Há quem venha de longe – do estrangeiro, até –, com mesa reservada, para se deliciar com o arroz de lavagante n’O Gaveto. O crustáceo é bonito, em tons de azul, pescado ao largo da costa de Matosinhos, e podemos vê-lo num dos aquários da entrada. A fama deste arroz vem de longe, praticamente desde que o restaurante abriu, em 1984. O segredo da receita parece estar na calda, “feita com as cascas e outras partes do lavagante já cozido, que é coada depois de bem apurada”, descreve José Manuel Silva, um dos filhos do fundador da casa, Manuel Pinheiro. No momento de servir, entra o arroz carolino (português) ao qual se juntam as lascas do crustáceo, por cima. O arroz de lavagante (€62,50/duas pessoas) chega à mesa ainda a fumegar, acompanhado com fatias de pão torrado – e vai mesmo bem com um copo de vinho branco.
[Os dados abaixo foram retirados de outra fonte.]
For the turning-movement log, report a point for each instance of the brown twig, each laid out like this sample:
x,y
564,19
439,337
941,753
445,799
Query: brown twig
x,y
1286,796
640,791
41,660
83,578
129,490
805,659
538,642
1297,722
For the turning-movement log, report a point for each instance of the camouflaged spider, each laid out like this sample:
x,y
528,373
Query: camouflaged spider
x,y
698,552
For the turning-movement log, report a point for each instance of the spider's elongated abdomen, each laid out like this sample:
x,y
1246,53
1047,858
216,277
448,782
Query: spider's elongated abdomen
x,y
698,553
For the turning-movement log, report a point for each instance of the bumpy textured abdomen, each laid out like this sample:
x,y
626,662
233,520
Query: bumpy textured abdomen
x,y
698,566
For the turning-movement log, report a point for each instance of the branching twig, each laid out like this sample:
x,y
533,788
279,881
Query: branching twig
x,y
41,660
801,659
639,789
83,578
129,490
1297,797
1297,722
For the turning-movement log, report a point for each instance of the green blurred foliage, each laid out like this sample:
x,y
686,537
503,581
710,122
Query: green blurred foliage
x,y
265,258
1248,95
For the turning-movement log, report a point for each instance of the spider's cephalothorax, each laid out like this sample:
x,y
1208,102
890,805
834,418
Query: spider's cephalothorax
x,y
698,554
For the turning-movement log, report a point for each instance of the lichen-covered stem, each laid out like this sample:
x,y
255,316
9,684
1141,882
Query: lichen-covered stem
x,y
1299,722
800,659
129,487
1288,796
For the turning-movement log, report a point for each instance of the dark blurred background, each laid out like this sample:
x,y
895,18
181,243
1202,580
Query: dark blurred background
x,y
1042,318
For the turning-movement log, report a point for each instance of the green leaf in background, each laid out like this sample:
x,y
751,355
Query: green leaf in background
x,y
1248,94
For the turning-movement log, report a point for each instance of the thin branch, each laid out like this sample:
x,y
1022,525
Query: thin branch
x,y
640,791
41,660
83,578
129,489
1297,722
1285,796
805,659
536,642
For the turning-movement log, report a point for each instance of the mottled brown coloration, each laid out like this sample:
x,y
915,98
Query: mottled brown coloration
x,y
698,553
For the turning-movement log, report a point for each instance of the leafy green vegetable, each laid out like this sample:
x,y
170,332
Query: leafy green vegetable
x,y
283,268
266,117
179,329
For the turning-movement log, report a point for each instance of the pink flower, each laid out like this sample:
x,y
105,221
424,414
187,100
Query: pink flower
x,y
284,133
Na edição deste ano do festival Primavera Sound, a organização criou um bilhete-experiência, intitulado Com Arroz do Mesmo, que juntou dezenas de pessoas à mesa d’O Gaveto. “Não tivemos mãos a medir”, recorda José Manuel Silva. R. Roberto Ivens, 826, Matosinhos > T. 22 937 8796 > seg-dom 12h-24h

11. Cervejaria Liberdade, Lisboa
O arroz malandrinho de lavagante (€32,50) é um pratos mais pedidos da ementa desta cervejaria. Hotel Tivoli Avenida da Liberdade > Av. da Liberdade, 185, Lisboa > T. 21 319 8977 > seg--dom 12h30-23h30

12. The Blini Vila Nova de Gaia
No restaurante do chefe José Cordeiro, o arroz de lavagante (preço sob consulta) serve-se com vista para o rio Douro. R. do General Torres, 344, Vila Nova de Gaia > T. 22 405 5306 > ter--sáb 12h-15h, 17h-24h

Paulo Barata

13. Ramiro, Lisboa

Na cervejaria da Almirante Reis, serve-se Amêijoa Boa, ao natural ou à Bulhão Pato

Na célebre cervejaria Ramiro, aberta a 7 de abril de 1956, na Avenida Almirante Reis, em Lisboa, conhecida pelos bons mariscos (e também pelas longas filas de espera), só se serve a amêijoa boa (nome da espécie), apanhada em Olhão, no Algarve. “Experimentámos várias qualidades, mas estas são as melhores”, diz Pedro Gonçalves, genro do fundador e atual gerente da cervejaria que aposta num serviço que nos faz sentir em casa e numa ementa o mais simples possível, a respeitar a frescura do produto do mar. “Tem que ver com o sabor e com a sua consistência, mais tenra”, descreve. Já o calibre é nitidamente inferior à amêijoa que era consumida há cerca de 15 anos, mas continua a ser boa. “Não tivemos o cuidado de limitar as quotasde pesca”, sublinha Pedro Gonçalves.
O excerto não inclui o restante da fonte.